Pendelebenenverfahren
Das Pendelebenenverfahren ist eine Methode der Darstellenden Geometrie, Punkte der Schnittkurve zweier Kegel oder eines Kegels mit einem Zylinder zeichnerisch in Grund- und Aufriss zu bestimmen. Dabei werden Schnitte der Zylinder/Kegel mit Ebenen betrachtet, die aus diesen Flächen Geraden ausschneiden.
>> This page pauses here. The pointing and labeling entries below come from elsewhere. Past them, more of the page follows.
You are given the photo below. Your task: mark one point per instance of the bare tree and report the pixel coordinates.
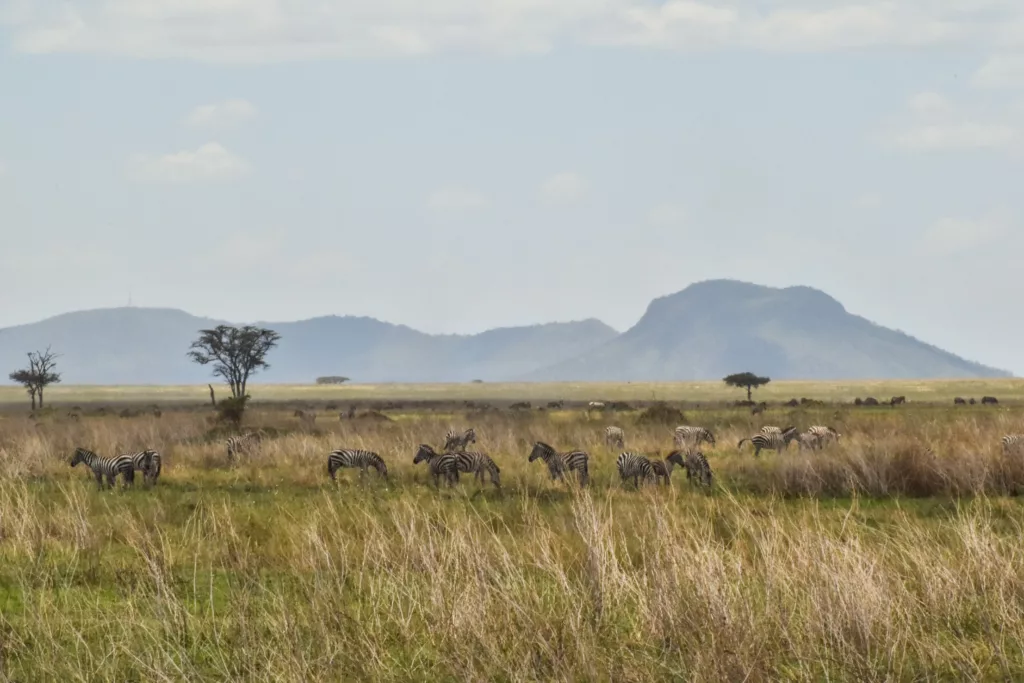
(39, 375)
(236, 353)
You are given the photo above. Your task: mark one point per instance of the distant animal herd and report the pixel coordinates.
(454, 459)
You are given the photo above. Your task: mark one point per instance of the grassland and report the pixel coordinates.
(923, 390)
(895, 555)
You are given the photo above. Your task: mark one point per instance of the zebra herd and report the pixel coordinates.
(148, 462)
(454, 459)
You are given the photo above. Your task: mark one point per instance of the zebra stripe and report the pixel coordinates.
(478, 464)
(692, 436)
(558, 463)
(1013, 443)
(770, 441)
(824, 434)
(614, 436)
(456, 440)
(635, 466)
(350, 458)
(105, 467)
(247, 442)
(697, 469)
(663, 468)
(438, 464)
(148, 462)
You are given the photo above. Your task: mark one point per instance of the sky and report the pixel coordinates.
(460, 165)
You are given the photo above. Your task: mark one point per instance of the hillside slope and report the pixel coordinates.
(716, 328)
(148, 346)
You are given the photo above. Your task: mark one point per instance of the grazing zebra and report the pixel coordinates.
(148, 462)
(692, 436)
(697, 469)
(573, 461)
(635, 466)
(808, 441)
(457, 440)
(614, 436)
(247, 442)
(350, 458)
(663, 468)
(439, 464)
(105, 467)
(479, 465)
(770, 441)
(824, 434)
(1013, 442)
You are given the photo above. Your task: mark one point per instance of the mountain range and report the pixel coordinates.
(707, 331)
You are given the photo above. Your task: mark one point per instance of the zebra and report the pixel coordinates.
(663, 468)
(824, 434)
(1013, 442)
(246, 442)
(808, 441)
(456, 440)
(148, 462)
(697, 468)
(635, 466)
(771, 440)
(439, 463)
(614, 436)
(351, 458)
(478, 464)
(105, 467)
(692, 436)
(573, 461)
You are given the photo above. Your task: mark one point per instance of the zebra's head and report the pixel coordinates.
(424, 453)
(78, 457)
(540, 451)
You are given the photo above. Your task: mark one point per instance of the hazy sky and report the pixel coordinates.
(457, 165)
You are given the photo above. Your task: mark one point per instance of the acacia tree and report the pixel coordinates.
(236, 353)
(39, 375)
(750, 381)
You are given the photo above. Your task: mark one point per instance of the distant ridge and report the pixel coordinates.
(707, 331)
(718, 327)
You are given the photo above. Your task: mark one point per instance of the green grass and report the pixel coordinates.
(914, 390)
(893, 556)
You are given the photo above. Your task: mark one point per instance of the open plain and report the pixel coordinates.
(894, 554)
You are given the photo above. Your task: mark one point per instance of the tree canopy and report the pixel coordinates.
(236, 353)
(39, 375)
(750, 381)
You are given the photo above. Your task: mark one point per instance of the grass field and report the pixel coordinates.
(895, 555)
(921, 390)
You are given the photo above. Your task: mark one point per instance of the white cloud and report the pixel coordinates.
(953, 236)
(209, 163)
(456, 199)
(965, 135)
(565, 187)
(868, 201)
(1005, 71)
(927, 103)
(227, 113)
(667, 215)
(936, 124)
(281, 30)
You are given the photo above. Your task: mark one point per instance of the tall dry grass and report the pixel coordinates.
(264, 571)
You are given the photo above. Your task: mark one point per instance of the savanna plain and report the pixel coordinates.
(895, 554)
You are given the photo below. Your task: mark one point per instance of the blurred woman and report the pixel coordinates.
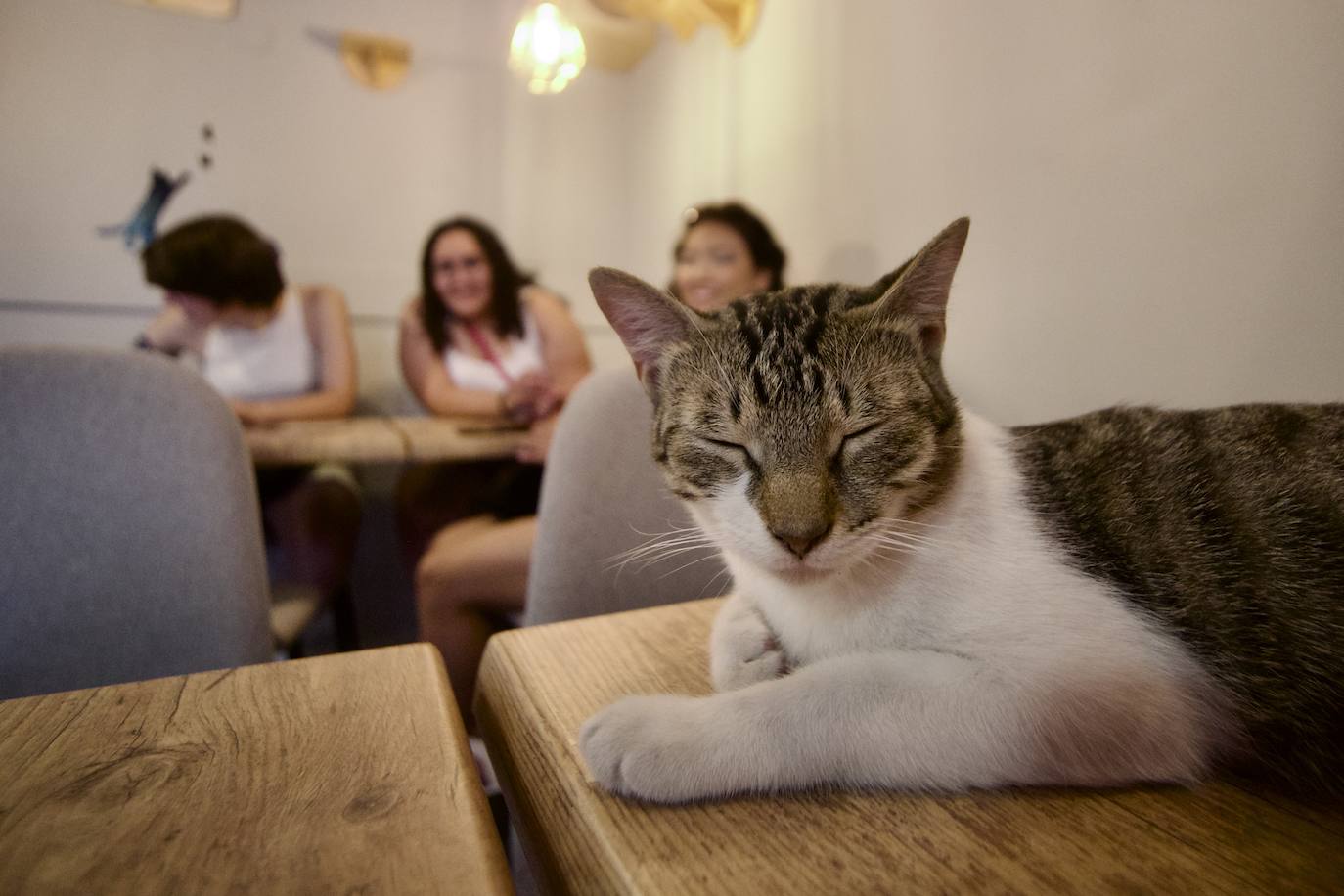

Dies ist bei einem Kegel nur der Fall, wenn eine Ebene durch die Kegelspitze geht. Im Falle eines Zylinders muss die Ebene parallel zur Zylinderachse sein.
- Will man zwei Kegel schneiden, so müssen die Hilfsebenen also durch die beiden Kegelspitzen gehen.
- Falls man einen Kegel mit einem Zylinder schneiden will, müssen die Hilfsebenen die Spitze des Kegels enthalten und parallel zur Zylinderachse sein.
In beiden Fällen haben die Hilfsebenen eine Gerade gemeinsam, sie pendeln bei der Konstruktion um diese Gerade.
Das gewöhnliche Hilfsebenenverfahren verwendet ebene Schnitte mit parallelen Ebenen. Es lässt allerdings als ebene Schnitte auch Kreise zu. Damit ist es auch bei anderen Flächen (Kugel, Torus) einsetzbar. Wenn es möglich ist, verwendet man das gewöhnliche Hilfsebenenverfahren. Allerdings gibt es Fälle, die mit dem Hilfsebenenverfahren nicht aber mit dem Pendelebenenverfahren behandelt werden können.
Bemerkung:
- Für den Schnitt zweier Zylinder lässt sich immer das einfachere Hilfsebenenverfahren verwenden.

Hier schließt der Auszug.